Bochum, 5. Februar 2024:
Nach erfolgreichen präklinischen Versuchen mit Retinsäure (Vitamin-A-Säure) zur Hemmung der Spermiogenese an Ratten, Hunden und nichtmenschlichen Primaten (Cynomolgus-Affen) läuft jetzt die Phase 1 der Studien bei gesunden jungen Männern als „Pille für den Mann“. Deren Abschluss ist im Juni 2024 geplant (1).

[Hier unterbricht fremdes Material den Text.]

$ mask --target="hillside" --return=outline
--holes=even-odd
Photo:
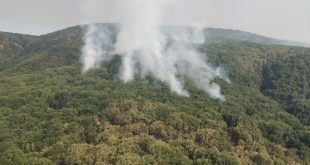
[[[309,43],[288,41],[288,40],[279,40],[275,38],[260,36],[257,34],[239,31],[239,30],[230,30],[230,29],[216,29],[216,28],[206,28],[205,36],[207,42],[221,42],[225,40],[232,41],[244,41],[252,42],[257,44],[268,44],[268,45],[285,45],[285,46],[301,46],[301,47],[310,47]]]
[[[205,33],[201,51],[231,80],[215,80],[225,102],[187,80],[190,98],[152,77],[123,84],[117,57],[81,75],[80,27],[0,33],[0,164],[310,162],[310,49]]]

Durch YCT-529, einen oralen Wirkstoff der Firma YourChoiceTherapeutics (YCT, ein 2018 gegründetes start-up-Unternehmen in Berkeley, Chief Scientific Officer Dr. Nadja Mannowetz) wird der Retinsäure-Rezeptor-alpha im Hodengewebe blockiert. Die Sterilität setzt 2-4 Wochen nach Einnahmebeginn ein und war bei den Tierversuchen nach Absetzen von YCT-529 reversibel. Erste umfangreichere Ergebnisse mit YCT-529 wurden auf der 47. Jahreskonferenz der American Society of Andrology in La Jolla, Kalifornien im Mai 2022 vorgestellt (2). Bereits am 23. März 2022 hatten Gunda Georg et al. von der University of Minnesota ihre Resultate auf der Jahrestagung der American Chemical Society auf einem Poster präsentiert: YCT-529 hatte sich bei männlichen Mäusen zu 99% als effektiv erwiesen (3). YCT-129 bindet mit etwa fünfhunderfach höherer Affinität an den Retinsäure-Rezeptor (RAR)-Subtyp-alpha als an RAR-beta und RAR-gamma; das Nebenwirkungsprofil war sehr günstig.
Schon sehr lange ist bekannt, dass Vitamin-A für die Spermienbildung nötig ist (vgl. 4). Es wirkt über spezifische Rezeptoren, an welche der physiologische Metabolit all-trans-Retinsäure bindet (5). Bereits vor 4 Jahrzehnten fand man in Tierversuchen, dass durch eine Hemmung des unspezifischen Retinsäurerezeptors (RAR) durch niedrige Dosen des Pan-RAR-Inhibitors BMS eine reversible Infertilität ohne signifikante Toxizität erzielt werden konnte. Jetzt erfolgte die Weiterentwicklung zu einem RAR-alpha-selektiven Inhibitor, da dieser Rezeptor spezifisch im Hodengewebe exprimiert wird.
Ob bzw. wann YCT-529 als Pille für den Mann zugelassen und verfügbar sein wird ist offen. Gewiss nicht früher als in etlichen Jahren. Die Akzeptanz in unserer Bevölkerung ist auch abzuwarten: Eine repräsentative Umfrage des Meinungsforschungsinstituts Yougov ergab bei Frauen in 76% eine positive Einstellung, bei Männern in insgesamt 63% . Allerdings war der Prozentsatz der Männer, die sich eine Einnahme grundsätzlich vorstellen können, wesentlich geringer: mit „ja“ antworteten nur 37%, mit „vielleicht“ 27 %, während etwa jeder Fünfte (21%) die „Pille für den Mann“ nicht nehmen wollte (6).
Helmut Schatz
Literatur
(1) ClinicalTrials.gov-Kennung: NCT06094283
(2) Jennifer@engagementpr.com
(3) Gunda Georg et al.: A non-hormonal pill could soon expand men´s birth control options. Jahrestagung 2022 der American Chemical Society, Poster.
(4) U. von Rütte: Die Wirkung des Vitamin A auf die Spermiogenese. Gynaecologia 1953. 135(2):83-86
(5) https://www.pharmazeutische-zeitung.de
(6) dpa: Mehrheit befürwortet „Pille für den Mann“. Westdeutsche Allgemeine Zeitung (WAZ), 2. Februar 2024
Femina: Ich kann mir vorstellen,dass so ein Medikament für den
gesunden, kräftigen und selbstbewussten Mann eine schwierige Situation darstellt. Es braucht nicht nur die hundertprozentige Gewissheit des Umkehrens dieses (wenn auch oralen ) Eingriffs, sondern wenige Männer würden auf ihre Manneskraft verzichten, wenn nicht eine echte Notwendigkeit besteht. Dazu braucht es sicher Jahre. Die Frage ist auch, ob Frauen sich Männer wünschen, die einen Teil ihrer Männlichkeit hergeben, selbst wenn der natürliche Zustand wieder herstellbar ist. Die Angst bleibt.